Photo by Brad Montgomery
Q: I know some pros play using non-standard tuning (drop D, DADG, D standard DGCF, semitone E♭A♭D♭G♭, etc.), and I read somewhere that practice with other tunings can be good to help think in terms of the notes rather than finger patterns. What is your take? Is it a good idea to practice using non-standard tunings?
A: Non-standard tunings are much more common among guitarists than they are with bassists – and usually acoustic guitarists. It is my assumption that it really started with bottleneck slide guitarists who were primarily playing melodies and rhythmic strumming patterns with a slide, effectively needing to make a chord out of a one fret span.
In addition, songwriters who wanted an easier way to bar and “grip” chords on the instrument while they sang benefitted from this concept. It really does make it almost a no-brainer to strum simple songs on a guitar. There are only a few bass players I can think of who really explore this. They tend to fall into two categories:
- Musicians who just tune the entire instrument down by a step or more (but still keep it tuned in 4th’s) – usually gospel or heavy metal bassists. I believe many gospel bassists tune down to match common keys of the songs which used to be played be the organ (and it sounds pretty great when you hit a low A). Metal bassists tend to tune down to match the guitarists – many of whom play 7- or 8-string guitars nowadays, extending the range further down to get that ultra thick chunk sound.
- Solo bassists – like Michael Manring, Zander Zon, Grant Stinnett and others. These tunings tend to be more akin to acoustic guitar altered tunings like those you mentioned.
DADG, which is derived from the common guitar tuning DADGAD is used for one-finger chords across many strings.
DGCF, which retains the standard tuning in 4ths, just a hole step lower per string and any number of other tunings.
You can tune it any way you want. I won’t list them all here.
An explorative nature is inherent to the art of solo bass as is less typical sonic and tonal relationships, so altered tunings seem natural in those cases. In addition, they often facilitate easier “grips” with more harmonious relationships that no longer require straining and stretching your hands to hold some great sounding chords or patterns.
I think it’s an absolute blast to play around with new and different tunings. It’s a nice way to explore the instrument in a new way. You can approach it almost like a new instrument because you may not really know where the notes are at all, depending on your tuning, which can be fun.
However, it sounds like you are thinking about altered tunings in an every day application while practicing in order to work with more intention about your note choices. I would say no, it would have the opposite effect. Playing with new altered tunings is often more about forgetting about note choice and following the sound instead and embracing the unknown (at least until it becomes known).
I think that as you study and explore note choices and relationships, you very much want to retain your sense of “home base” on the instrument. You want to build muscle memory, pattern recognition, reinforce relationships between fingerings and the sound they create.
There is absolutely zero need to introduce unknowns and randomness into your actual practicing in that way.

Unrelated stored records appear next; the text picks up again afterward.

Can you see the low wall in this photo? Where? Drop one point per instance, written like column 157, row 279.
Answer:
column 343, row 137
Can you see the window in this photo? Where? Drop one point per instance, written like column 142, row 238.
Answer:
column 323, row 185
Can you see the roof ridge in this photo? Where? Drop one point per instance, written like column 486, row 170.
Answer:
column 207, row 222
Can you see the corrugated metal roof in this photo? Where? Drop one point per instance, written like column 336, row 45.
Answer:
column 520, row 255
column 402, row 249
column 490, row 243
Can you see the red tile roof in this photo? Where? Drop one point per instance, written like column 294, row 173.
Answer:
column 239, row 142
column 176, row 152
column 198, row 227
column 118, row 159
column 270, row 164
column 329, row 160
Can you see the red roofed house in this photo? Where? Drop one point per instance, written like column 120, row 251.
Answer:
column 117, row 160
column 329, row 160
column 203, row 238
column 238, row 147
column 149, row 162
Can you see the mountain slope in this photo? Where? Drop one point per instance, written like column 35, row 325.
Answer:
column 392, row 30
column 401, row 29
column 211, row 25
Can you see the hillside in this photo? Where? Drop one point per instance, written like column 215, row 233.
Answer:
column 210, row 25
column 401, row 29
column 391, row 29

Sure, go for it for fun or explore it for its own sake, but when you’re working on being a better bass player with a standard tuning bass, you need to practice being a good bass player on a standard tuning bass.
If you want to tune it differently full time for some reason, sure go for it! But be aware that playing an instrument that is unique to itself can have some unintended consequences. For example, I was sharing a bill with a great local gospel bassist (we were both sidemen on this gig, not our own projects). His bass cut out on him unexpectedly (wound up being a wire that just detached for some reason). Of course, I handed him my bass. He tunes his bass down a whole step and plays a 6-string (A D G C F Bb). I was playing a standard tuning 4-string. He is good enough that he made it work, but I think he almost had an aneurysm! Playing tunes on a 4 that he had learned on a 6 wasn’t too bad, but it still required thought. Then transposing every thing down a whole step almost ruined the night for him – the band was hitting one song into the next pretty quickly. I was surprised that he didn’t ask for a minute to tune down or something. Amazingly, he powered through and sounded pretty great but he was mentally exhausted by the end of the night. Little things that you might not think of like that are good to consider. Not a reason not to do it, but it’s good to think it through before deciding.
Bottom line: if you plan on playing in a standard tuning, practice in a standard tuning. What you do for fun beyond that is only limited by your imagination.